06-30-2017 12:02 PM
This may be a question better suited for the EN team (or maybe I've missed some documentation), but how can we achieve a more accurate definition of RADIUS server availability beyond listening on 1812/1645 and 1813/1646? That is, if ISE is using an external identity store (AD, SQL) to authenticate and authorize users/devices, just having the PSN online isn't sufficient -it needs to be able to have connectivity to and be able to perform lookups against that external store.
Much like a web server still listening on 8080, but the tomcat process being hung to the point of not being able to render a web page, port availability does not constitute service/application functionality. It would seem that we could achieve this kind of check with something like F5 LTM health checks; but it would nice to have this available directly in IOS.
Thoughts?
Thank you,
Brian
06-30-2017 01:13 PM
There is a dead server detection built into IOS already:
New style command structure:
radius server <radius server name>
address ipv4 <IP address> auth-port 1812 acct-port 1813
key 0 <RADIUS KEY>
automate-tester username <radius test username> ignore-acct-port idle-time 5
Legacy command structure:
radius-server host <IP address> auth-port 1812 acct-port 1813 ignore-acct-authenticator test username <radius test username> idle-time 5 key <RADIUS Key>
I typically don't put a username/password on the switch which means all I am testing is ISE's ability to process the RADIUS transaction. If you wanted to test all the way to AD that could be a service account.
07-05-2017 06:48 AM
Thanks, Paul.
I'm familiar with the "automate-tester" construct, but, from the documentation: "With this practice, the switch sends periodic test authentication messages to the RADIUS server. It looks for a RADIUS response from the server. A success message is not necessary - a failed authentication will suffice, because it shows that the server is alive."
I'm looking for a way for the RADIUS server to be marked as "dead" when the automated test fails -i.e. if I specify an AD user for the test, and that user isn't able to be successfully authenticated because AD cannot be reached for some reason, mark the RADIUS server as "dead" for whatever duration I've configured.
I realize this isn't a RFC-level requirement as you don't have to use an external ID store; but, in the case of all the customers I interact with, AD is that identity source, and it would be helpful for the interface-level "authentication event server dead" mechanisms to engage as soon as AD is unreachable.

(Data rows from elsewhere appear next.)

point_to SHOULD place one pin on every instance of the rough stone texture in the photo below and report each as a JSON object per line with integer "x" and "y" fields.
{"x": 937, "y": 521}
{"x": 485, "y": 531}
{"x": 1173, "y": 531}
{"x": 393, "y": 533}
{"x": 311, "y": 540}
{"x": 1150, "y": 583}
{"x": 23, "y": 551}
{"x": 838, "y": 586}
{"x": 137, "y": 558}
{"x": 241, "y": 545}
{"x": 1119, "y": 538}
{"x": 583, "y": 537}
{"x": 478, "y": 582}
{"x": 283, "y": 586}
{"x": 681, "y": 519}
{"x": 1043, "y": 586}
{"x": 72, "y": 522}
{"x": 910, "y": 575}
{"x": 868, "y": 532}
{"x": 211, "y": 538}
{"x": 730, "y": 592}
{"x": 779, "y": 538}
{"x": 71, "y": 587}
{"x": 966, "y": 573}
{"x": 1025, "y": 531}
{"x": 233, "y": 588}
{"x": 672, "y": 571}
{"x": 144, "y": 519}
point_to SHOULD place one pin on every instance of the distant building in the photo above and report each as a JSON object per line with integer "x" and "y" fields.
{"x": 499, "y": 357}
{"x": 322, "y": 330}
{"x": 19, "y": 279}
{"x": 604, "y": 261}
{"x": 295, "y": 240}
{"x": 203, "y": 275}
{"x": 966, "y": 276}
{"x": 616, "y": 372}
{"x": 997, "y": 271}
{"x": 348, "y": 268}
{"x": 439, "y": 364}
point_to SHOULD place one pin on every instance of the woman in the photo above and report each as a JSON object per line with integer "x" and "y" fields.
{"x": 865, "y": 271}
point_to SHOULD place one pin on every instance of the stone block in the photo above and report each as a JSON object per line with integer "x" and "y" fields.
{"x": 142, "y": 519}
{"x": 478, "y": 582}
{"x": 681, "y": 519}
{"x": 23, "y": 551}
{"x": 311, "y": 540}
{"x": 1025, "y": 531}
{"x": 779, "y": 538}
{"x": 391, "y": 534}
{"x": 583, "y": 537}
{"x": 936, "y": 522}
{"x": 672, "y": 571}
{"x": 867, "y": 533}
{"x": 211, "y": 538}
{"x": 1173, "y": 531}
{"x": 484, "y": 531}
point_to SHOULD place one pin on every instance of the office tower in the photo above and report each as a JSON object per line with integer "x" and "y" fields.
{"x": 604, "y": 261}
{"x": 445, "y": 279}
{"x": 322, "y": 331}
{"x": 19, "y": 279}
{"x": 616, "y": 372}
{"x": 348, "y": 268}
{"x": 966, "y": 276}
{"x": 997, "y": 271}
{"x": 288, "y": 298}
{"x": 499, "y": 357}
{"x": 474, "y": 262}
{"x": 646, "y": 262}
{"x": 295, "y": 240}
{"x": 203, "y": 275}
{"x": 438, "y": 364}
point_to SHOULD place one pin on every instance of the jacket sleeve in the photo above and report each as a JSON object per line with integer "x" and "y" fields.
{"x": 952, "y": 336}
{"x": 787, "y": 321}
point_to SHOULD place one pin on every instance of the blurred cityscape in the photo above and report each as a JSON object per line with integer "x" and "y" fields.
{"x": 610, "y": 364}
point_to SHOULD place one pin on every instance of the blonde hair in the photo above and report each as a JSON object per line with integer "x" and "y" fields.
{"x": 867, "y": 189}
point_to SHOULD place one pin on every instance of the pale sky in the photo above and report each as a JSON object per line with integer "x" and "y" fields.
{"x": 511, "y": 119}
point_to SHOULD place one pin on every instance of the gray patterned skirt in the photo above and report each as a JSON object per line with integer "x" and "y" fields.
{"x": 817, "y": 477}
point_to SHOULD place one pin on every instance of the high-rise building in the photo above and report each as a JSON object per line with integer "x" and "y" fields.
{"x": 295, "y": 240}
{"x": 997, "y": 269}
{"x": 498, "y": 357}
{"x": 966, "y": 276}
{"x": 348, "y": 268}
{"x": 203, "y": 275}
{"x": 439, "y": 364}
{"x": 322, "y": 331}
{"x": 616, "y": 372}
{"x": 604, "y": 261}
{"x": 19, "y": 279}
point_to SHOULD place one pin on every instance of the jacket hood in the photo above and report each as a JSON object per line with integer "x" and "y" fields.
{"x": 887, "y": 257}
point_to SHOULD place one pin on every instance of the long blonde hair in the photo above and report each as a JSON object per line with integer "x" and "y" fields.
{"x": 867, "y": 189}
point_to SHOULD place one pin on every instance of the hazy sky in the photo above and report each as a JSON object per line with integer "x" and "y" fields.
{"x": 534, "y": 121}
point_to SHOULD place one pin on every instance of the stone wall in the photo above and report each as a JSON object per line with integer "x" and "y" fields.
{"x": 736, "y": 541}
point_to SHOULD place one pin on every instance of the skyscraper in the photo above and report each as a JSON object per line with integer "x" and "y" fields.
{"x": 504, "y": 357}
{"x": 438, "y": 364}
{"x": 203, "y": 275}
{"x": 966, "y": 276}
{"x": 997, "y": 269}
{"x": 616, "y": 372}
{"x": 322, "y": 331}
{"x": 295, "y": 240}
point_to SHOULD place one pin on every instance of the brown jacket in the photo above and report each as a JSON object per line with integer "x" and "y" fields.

Or is there a better approach?
07-05-2017 07:11 AM
Brian,
There are 3 failure conditions in the ISE authentication phase. I believe if you have your authentication policy tied to AD only and the PSN can’t connect to AD properly that would be the process failed condition and should result in a drop. I haven’t tested that to make sure.
Paul Haferman
Office- 920.996.3011
Cell- 920.284.9250
07-05-2017 07:36 AM
You brought a valid point Brian.
I had a customer who accidentally deleted the ISE PSN service accounts of one location.
Now I would have expected that since PSN is not able to query the AD no response would be sent to the switch and it would be marked dead failover over to remote PSN but instead the PSN did send Radius Reject and it was not marked down.
Subsequently all endpoints were rejected access and the whole site went down.
07-08-2017 06:51 PM
That looks like related to CSCva32914
07-10-2017 07:52 AM
I appreciate the contributions to this thread.
@Hsing-Tsu, that bug shows to be fixed in ISE 2.1 (which the customer is running).
Given the observed behavior at my customer, in conjunction with that seen at @Utkarsh's, it would seem there is something critically missing in the reachability check of a NAD to ISE to AD for the purposes of RADIUS AuthC and AuthZ. We are telling our customers to put their trust in ISE for all network access; we are positioning ISE at the center of "The Network. Intuitive"; yet, we cannot provide a robust mechanism for identity store failure.
Some environments may be ok with an inability to authenticate to the network when there is a problem; but a healthcare or manufacturing customer needs to be able to have a proper business continuity configuration when/if ISE or its external identity store is (verifiably) unreachable.
If we can't do this natively, are there any other ways to get the NAD to properly mark a PSN as down when AD is not available? TCL script?
07-10-2017 01:23 PM
Just to clarify that I saw this issue an year back on ISE 1.4 .
I guess you should test it in ISE 2.1
05-13-2019 12:50 PM
Hello bricrock
Are you aware of a suitable solution against the lack of an external identity store (AD) check on a NAD that does radius over cisco ISE?
05-17-2019 07:12 PM
Ensure to configure the authentication to drop in case of process failure. If still not helping, please open a TAC case to investigate and troubleshoot further.